You can tell those who've been through the relationship journey before. To them, you're the same old song. The more polite you are the more evil your intentions seem. Not to mention that social media has made every attempt at a connection all about the attraction and less about the substance. Although the ironic thing with hurt people is that all they want is to hear something different but they don't take the time to hear you out.
But we can all admit that this "heartless" attitude of the masses has come from the graveyard of shallow past relationships, but those who have been genuinely hurt before might be the only ones who you are truly worth the effort after all.
No alliance here, but you're probably asking yourself what's the point in that uphill battle. Yes, carrying the bags of past excursions can get daunting. Don't get me wrong -- having to deal with arguments all evolving from mistakes of your predecessors can be a bitch (excuse my pun).
Questions about your whereabouts, your intentions, and even the validity of your loyalty. Multiple inquiries to mutual friends about your character. Oh, and we can't forget the quarterly review of your Instagram comments. But those concerns are also partnered with protectiveness and care that you just can't get in too many other places.
I was never a believer in, "Hurt people, hurt people." I think quite the contrary and if you're a reader of mine then you know I'm one to be in congruent thinking with my quotes. But don't forget about the value in experience, just because of the elevated cost, paid in effort.
Think about this type of person for what they are, forget the emotion.
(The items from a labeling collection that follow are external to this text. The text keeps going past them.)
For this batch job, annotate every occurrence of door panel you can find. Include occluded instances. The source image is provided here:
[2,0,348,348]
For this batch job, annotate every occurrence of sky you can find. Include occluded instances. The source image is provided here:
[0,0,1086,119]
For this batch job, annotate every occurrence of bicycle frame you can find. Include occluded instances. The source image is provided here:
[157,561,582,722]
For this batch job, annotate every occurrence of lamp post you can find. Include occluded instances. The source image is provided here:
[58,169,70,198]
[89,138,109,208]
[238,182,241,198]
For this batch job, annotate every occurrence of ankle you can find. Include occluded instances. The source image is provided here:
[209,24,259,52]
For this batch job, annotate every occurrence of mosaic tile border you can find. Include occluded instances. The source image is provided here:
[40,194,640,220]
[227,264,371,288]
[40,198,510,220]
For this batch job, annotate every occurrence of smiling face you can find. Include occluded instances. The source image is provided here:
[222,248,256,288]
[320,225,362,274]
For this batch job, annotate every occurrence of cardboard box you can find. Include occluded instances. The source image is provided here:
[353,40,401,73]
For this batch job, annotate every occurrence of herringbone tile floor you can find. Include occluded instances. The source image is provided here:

They're a person that's been wronged, perhaps because they'd been too loyal to the wrong people.
I say "perhaps" to ease the emotionally wounded readers through my words but why shelter us from what's true? The elephant in the essay is, if you've been genuinely hurt before, you gave your all for someone who turned out to be only in it halfway.
We all know love is a gamble and sometimes the table is slanted. But those who have been hurt just never thought it'd happen to them. After you've been ripped apart, you'd rather skip all the emotions and keep it strictly platonic or simply about whatever keeps the senses happy.
But there's something about being with someone who has been as broken as you. A comfort. Whatever you thought could happen in that false utopia of the past, you'll find it here. Again, it costs a little more to get in this club but amenities are endless.
You wouldn't trust a co-pilot that hasn't flown a plane before right? Well, to take this analogy to an anomaly, you're riding alongside a pilot that's survived a plane crash at fault of their past partner.
They appreciate the little things, your presence, the time allotted, and the energy spent. Their pessimistic comedy is funnier than it should be. Instead of those superficial text conversations, you engage in deep forums regardless of if it's 3a.m. or 3p.m. You all have an understanding of respect about each other's preferences simply because they understand the meaning of "asking, of only what'd they do of themselves." When you strip my language of its elegance -- I'm saying, they just make you feel lucky.
Dating someone who's been hurt before is ideal if you can get the past the collection plate. Again, the only currency accepted here is effort because they want to know that they can trust love on more time. But most of us have been hurt as well and as a result we've embodied the very characteristics from above. So somewhere down the road we're going to have to ask ourselves if we're willing to put forth that effort towards someone as rightfully skeptical of love as us.
*judging from my rhetoric, I guess you can tell which side I'm on.